Konteks ucapan rasul Paulus saat dia menggunakan istilah “seluruh perlengkapan senjata Allah” tentu dilatar-belakangi oleh pengetahuannya tentang sistem militer pada zaman itu yaitu bagaimana para prajurit Romawi diperlengkapi saat mereka bertugas. Para prajurit Romawi pasti mengenakan ketopong di kepalanya, pedang yang terikat di ikat pinggang, perisai, sepatu prajurit dan beberapa perlengkapan lainnya.
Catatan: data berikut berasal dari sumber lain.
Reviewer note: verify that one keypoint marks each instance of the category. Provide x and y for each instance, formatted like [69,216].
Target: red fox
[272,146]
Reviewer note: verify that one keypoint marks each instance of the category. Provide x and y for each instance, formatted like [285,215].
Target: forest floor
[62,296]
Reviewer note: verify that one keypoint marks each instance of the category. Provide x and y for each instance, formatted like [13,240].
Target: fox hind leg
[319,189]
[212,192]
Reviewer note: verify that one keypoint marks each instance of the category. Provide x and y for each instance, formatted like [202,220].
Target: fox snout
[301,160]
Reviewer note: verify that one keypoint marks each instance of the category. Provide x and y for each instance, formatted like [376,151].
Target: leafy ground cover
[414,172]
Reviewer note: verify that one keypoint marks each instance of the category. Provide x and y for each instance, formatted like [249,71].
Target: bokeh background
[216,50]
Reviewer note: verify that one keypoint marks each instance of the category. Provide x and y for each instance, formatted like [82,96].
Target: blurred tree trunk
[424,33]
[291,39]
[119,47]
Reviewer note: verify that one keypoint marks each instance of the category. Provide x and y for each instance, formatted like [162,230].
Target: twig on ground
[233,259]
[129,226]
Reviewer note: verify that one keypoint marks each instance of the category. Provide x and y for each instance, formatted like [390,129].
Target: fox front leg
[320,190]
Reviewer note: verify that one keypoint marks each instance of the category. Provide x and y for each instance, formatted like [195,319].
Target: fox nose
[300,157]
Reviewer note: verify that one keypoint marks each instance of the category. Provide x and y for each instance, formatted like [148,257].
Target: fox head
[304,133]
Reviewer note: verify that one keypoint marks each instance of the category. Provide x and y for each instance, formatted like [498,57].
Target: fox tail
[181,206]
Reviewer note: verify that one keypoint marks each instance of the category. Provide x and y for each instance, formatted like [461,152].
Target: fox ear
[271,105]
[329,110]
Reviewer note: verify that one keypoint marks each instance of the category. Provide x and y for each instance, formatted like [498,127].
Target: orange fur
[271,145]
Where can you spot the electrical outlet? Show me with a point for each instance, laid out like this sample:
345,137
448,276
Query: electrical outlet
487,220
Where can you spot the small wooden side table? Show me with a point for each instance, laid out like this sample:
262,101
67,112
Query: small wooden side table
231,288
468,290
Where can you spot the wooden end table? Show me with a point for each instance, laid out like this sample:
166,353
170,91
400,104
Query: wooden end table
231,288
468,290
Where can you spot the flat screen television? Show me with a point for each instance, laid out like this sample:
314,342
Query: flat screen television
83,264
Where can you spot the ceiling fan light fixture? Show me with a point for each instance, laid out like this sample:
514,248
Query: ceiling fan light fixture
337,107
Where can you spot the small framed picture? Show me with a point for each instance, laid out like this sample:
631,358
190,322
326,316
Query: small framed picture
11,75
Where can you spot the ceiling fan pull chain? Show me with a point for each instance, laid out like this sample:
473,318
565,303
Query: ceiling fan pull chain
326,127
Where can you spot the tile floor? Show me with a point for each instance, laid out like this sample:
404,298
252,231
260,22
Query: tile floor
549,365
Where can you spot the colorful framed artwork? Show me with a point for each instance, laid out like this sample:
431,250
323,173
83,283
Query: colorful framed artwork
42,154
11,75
Semua perlengkapan senjata tersebut selalu lengkap sehingga mereka dapat menggunakan setiap saat secara efektif. Sehingga manakala mereka berhadapan dengan musuh atau bahaya, maka dengan mudah mereka dapat mengalahkannya. Bukankah seharusnya kehidupan umat percaya seperti seorang prajurit yang sedang bertugas? Umat percaya seharusnya memiliki seluruh perlengkapan senjata rohani, sehingga mereka dapat membuat pilihan dan keputusan etis-iman yang efektif saat berhadapan dengan manifestasi kuasa kegelapan. Pilihan dan keputusan etis kita sering mandul karena kita lalai melengkapinya dengan persenjataan rohani yang memadai. Itu sebabnya pilihan dan keputusan etis-iman kita mudah dipengaruhi dan dibelokkan menurut kemauan kuasa dunia. Dalam kehidupan sehari-hari sebenarnya kita percaya bahwa Kristus adalah Tuhan, tetapi gagal kita terapkan saat hawa-nafsu sedang menguasai kita. Kita juga mengimani Kristus sebagai satu-satunya yang Kudus dari Allah, tetapi kita malu mengakuiNya di tengah-tengah “tekanan” psikologis dan konsep anggota masyarakat yang menolak Dia. Kita juga mengetahui bahwa suatu tindakan yang disengaja merupakan bentuk perlawanan kepada Allah dan akan melukai hatiNya, tetapi ternyata kita sangat sulit untuk memilih setia kepadaNya.

Panggilan
Kita hidup di tengah-tengah permasalahan hidup yang sangat beragam dan kompleks. Karena itu tidaklah mudah bagi kita untuk senantiasa membuat pilihan etis-iman yang benar. Begitu banyak tawaran dan godaan yang sangat menggiurkan sekaligus membingungkan. Kita sering melihat betapa tipisnya jarak antara kebenaran dan kesesatan. Apabila kita hanya mengandalkan kepada kemampuan akal-budi, pemikiran dan spiritualitas yang kita miliki niscaya kita akan terperosok untuk menyembah kepada ilah-ilah zaman ini. Kita membutuhkan pertolongan dan kuasa Kristus, sehingga kita berkata seperti Petrus: “Tuhan, kepada siapakah kami akan pergi? Perkataan-Mu adalah perkataan hidup yang kekal; dan kami telah percaya dan tahu, bahwa Engkau adalah Yang Kudus dari Allah" (Yoh. 6:68-69). Jadi apabila hidup adalah pilihan, dan yang ingin kita pilih adalah kehendak Allah maka setiap kita tanpa kecuali membutuhkan perlengkapan senjata rohani. Jika demikian, apakah kehidupan saudara telah dilengkapi dengan perlengkapan senjata rohani dari Allah? Kita yakin apabila telah diperlengkapi dengan perlengkapan senjatara rohani, maka kita dimampukan untuk selalu memilih dan memutuskan apa yang benar di hadapan Allah sehingga kita memiliki keberanian menyatakan sikap iman. Permohonan rasul Paulus adalah: “Berdoalah supaya dengan keberanian aku menyatakannya, sebagaimana seharusnya aku berbicara” (Ef. 6:20). Bagaimana dengan sikap saudara? Amin.